Ses mèches brunes m'chatouillent le cou alors qu'il embrasse ma joue. La bibliothécaire nous regarde méchamment et j'lui souris.

-J'ai trouvé un matelas pour ton futur appart'. Faudra que t'aille le chercher chez Tweek, par contre.

Nos mains se glissent l'une dans l'aut' automatiquement pendant qu'il regarde l'écran. Une p'tite pierre noire brille à son oreille. J'ai envie d'la mordre mais j'me r'tiens, il risquerait d'crier en jouissant en plein milieu des bouquins.

-Tu viendras avec moi ?

Ses yeux sont grands écarquillés et il m'observe.

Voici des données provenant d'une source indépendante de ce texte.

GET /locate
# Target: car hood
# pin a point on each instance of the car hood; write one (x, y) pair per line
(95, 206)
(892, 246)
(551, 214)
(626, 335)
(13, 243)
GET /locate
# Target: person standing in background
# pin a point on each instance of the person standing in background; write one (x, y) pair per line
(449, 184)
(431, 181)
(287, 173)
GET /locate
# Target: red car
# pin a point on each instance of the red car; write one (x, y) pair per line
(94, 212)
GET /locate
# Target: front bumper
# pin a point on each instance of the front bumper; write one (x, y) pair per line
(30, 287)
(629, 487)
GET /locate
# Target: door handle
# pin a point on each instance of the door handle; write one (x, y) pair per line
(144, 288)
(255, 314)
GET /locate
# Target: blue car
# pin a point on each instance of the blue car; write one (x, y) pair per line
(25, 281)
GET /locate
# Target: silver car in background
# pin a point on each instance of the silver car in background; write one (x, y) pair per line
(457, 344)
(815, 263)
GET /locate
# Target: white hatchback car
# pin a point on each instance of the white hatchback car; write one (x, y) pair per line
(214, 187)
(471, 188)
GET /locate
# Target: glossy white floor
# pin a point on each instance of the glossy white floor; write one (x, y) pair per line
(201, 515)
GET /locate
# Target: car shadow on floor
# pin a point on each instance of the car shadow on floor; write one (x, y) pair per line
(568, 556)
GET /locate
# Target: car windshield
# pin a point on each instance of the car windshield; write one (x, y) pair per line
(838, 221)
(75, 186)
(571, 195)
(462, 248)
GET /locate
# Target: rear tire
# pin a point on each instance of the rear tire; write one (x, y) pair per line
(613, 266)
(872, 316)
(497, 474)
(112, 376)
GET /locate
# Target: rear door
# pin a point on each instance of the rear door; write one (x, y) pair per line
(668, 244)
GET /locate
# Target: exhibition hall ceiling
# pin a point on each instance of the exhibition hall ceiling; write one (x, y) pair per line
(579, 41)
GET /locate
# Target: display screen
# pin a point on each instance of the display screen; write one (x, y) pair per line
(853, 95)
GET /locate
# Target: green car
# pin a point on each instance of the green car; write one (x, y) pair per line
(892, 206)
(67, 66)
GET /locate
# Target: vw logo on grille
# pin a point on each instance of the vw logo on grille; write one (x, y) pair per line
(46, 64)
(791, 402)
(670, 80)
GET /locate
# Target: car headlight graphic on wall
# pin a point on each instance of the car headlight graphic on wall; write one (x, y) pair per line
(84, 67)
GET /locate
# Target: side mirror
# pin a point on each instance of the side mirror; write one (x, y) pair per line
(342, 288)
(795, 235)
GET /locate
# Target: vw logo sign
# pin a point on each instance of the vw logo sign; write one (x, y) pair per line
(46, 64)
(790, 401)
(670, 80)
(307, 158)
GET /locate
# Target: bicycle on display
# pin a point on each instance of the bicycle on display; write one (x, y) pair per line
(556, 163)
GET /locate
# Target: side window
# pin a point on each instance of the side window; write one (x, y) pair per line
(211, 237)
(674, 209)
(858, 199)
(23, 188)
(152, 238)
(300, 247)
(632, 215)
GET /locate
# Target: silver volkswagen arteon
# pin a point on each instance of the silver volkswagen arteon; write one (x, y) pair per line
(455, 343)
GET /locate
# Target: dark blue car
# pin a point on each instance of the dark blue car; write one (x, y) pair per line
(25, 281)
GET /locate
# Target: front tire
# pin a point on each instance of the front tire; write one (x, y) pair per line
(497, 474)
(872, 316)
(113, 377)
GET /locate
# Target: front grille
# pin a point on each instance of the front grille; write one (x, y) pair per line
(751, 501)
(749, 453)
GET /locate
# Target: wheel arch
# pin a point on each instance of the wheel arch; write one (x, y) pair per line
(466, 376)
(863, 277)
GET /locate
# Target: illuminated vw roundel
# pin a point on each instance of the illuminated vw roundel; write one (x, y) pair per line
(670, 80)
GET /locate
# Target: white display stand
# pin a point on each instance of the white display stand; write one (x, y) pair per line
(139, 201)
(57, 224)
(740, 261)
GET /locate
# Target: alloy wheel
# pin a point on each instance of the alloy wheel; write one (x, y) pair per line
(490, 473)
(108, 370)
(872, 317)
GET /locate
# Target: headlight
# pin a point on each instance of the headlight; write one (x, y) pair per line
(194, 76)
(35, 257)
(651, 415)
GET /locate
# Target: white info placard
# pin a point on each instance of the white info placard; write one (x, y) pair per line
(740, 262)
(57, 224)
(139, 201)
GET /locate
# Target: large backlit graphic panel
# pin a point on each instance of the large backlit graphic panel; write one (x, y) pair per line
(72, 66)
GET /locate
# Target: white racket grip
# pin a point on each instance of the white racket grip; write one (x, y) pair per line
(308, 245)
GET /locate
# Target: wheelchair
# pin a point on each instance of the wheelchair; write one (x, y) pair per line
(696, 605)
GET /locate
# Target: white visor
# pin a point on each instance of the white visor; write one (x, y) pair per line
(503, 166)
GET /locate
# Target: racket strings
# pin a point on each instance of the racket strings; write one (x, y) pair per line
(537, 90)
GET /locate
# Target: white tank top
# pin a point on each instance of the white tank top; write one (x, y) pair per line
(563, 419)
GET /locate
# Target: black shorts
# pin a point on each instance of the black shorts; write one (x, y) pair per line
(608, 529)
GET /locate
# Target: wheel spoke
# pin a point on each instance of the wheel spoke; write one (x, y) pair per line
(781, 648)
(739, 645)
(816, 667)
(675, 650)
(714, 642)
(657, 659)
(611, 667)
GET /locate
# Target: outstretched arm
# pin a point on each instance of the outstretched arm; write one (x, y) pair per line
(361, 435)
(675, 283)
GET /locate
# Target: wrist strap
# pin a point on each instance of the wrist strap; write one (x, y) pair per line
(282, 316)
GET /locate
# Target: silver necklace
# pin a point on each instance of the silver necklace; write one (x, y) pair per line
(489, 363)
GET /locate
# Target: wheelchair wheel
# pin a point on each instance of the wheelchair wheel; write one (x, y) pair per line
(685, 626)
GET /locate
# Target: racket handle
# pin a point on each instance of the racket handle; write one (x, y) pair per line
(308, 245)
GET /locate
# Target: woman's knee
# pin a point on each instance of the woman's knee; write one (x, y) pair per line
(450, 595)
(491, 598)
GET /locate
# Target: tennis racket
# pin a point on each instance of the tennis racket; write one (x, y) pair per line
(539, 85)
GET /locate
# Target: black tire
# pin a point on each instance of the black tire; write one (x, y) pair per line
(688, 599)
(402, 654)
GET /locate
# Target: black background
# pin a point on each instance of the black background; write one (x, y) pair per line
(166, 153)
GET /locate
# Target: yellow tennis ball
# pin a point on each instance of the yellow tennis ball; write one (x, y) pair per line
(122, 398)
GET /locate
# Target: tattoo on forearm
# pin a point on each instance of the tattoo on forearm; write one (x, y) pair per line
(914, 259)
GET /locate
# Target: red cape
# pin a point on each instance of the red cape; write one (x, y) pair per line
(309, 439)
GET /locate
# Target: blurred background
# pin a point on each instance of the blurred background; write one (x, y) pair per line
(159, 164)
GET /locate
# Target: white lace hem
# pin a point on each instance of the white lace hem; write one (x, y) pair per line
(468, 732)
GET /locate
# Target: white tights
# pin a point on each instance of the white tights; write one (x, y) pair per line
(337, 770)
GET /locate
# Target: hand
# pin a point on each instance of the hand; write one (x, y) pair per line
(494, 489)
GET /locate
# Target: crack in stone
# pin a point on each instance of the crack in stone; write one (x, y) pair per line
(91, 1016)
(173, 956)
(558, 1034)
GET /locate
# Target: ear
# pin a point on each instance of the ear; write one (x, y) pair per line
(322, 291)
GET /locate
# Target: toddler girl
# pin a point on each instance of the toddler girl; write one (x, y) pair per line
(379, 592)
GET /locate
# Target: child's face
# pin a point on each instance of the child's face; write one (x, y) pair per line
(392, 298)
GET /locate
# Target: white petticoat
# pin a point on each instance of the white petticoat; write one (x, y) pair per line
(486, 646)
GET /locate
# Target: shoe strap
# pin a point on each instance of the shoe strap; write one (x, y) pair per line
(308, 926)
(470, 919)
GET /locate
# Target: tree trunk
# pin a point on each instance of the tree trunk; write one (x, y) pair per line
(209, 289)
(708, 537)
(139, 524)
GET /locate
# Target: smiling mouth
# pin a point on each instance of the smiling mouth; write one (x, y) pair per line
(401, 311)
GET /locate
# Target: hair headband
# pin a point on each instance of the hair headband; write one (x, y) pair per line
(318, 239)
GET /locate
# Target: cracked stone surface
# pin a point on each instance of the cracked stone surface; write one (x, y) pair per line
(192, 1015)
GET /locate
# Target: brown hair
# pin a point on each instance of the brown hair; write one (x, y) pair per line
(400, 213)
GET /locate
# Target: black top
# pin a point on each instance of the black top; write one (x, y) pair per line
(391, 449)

Je dégage des cheveux de ses yeux.

-Tu voudrais ?

-Carrément, ouais. J'me vois pas crécher avec quelqu'un d'aut'.

-J'suis encore mineur... Mes parents pourraient porter plainte contre toi.

-Faut que tu leur parles.

-T'es malade ?! Sont devenus complètement cinglés depuis qu'j'leur ai dis qu'j'aimais pas les filles !

-J'partirai pas sans toi, Ike.

Il détourne le regard, se sentant bêtement ému. Il a vraiment du mal quand je dis des trucs pseudo mielleux.